But then she goes on Bill O'Reilly's show and attacks Obama over Jeremiah Wright. I'm not going to link to that, because I don't want to listen to Bill O'Reilly. And the people who accuse her of using GOP tactics, like Andrew Sullivan, keep making more and more sense. And then she lies about some part of the delegate math, and someone at Daily Kos or Talking Points Memo rips her to pieces for twisting the facts. And then one of her consiglieres like Mark Penn or Howard Wolfson says something nasty or ridiculous or both. I judge a politician in part on the quality of the people they hire. Bill Clinton had, in this respect, excellent judgment. I can't really remember disagreeing with any of his Cabinet appointments, at least not in a strong way.
But then there's the people that Hillary has surrounded herself with. Many of them are old Bill Clinton operatives. I suppose I didn't see them being nasty because I was on their side. And they were very much behind the scenes. But now they just seem like vicious people who have no soul, who have forgotten the reasons why they got involved in politics, if those reasons were anything like why I did. Peter Dreier dissects Sydney Blumenthal's constant attacks on Obama. He really does channel sewage from the fringe of the right wing, and, by applying whatever patina of credibility he has left as a Democrat, gives it some shred of credibility.
One positive aspect of this godawful long campaign is that the longer it goes on, the more Hillary is being exposed as the wrong kind of person to be president.

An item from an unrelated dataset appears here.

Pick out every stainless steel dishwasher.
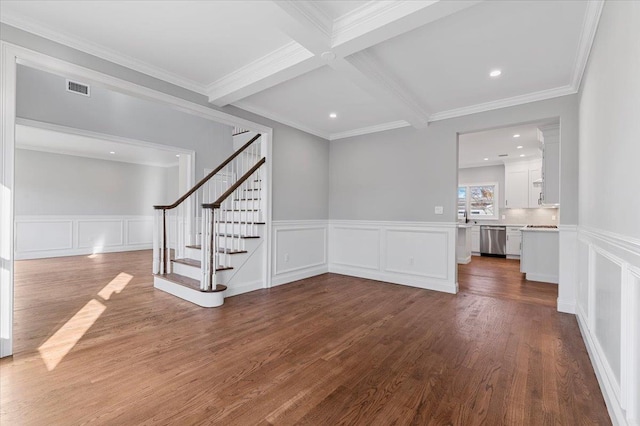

Someone said at the beginning of this campaign (I think it was a columnist in the Financial Times) that nothing exposes character flaws like an American presidential campaign. Amen for that.Almost every day over the past six months, I have been the recipient of an email that attacks Obama's character, political views, electability, and real or manufactured associations. The original source of many of these hit pieces are virulent and sometimes extreme right-wing websites, bloggers, and publications. But they aren't being emailed out from some fringe right-wing group that somehow managed to get my email address. Instead, it is Sidney Blumenthal who, on a regular basis, methodically dispatches these email mudballs to an influential list of opinion shapers -- including journalists, former Clinton administration officials, academics, policy entrepreneurs, and think tankers -- in what is an obvious attempt to create an echo chamber that reverberates among talk shows, columnists, and Democratic Party funders and activists.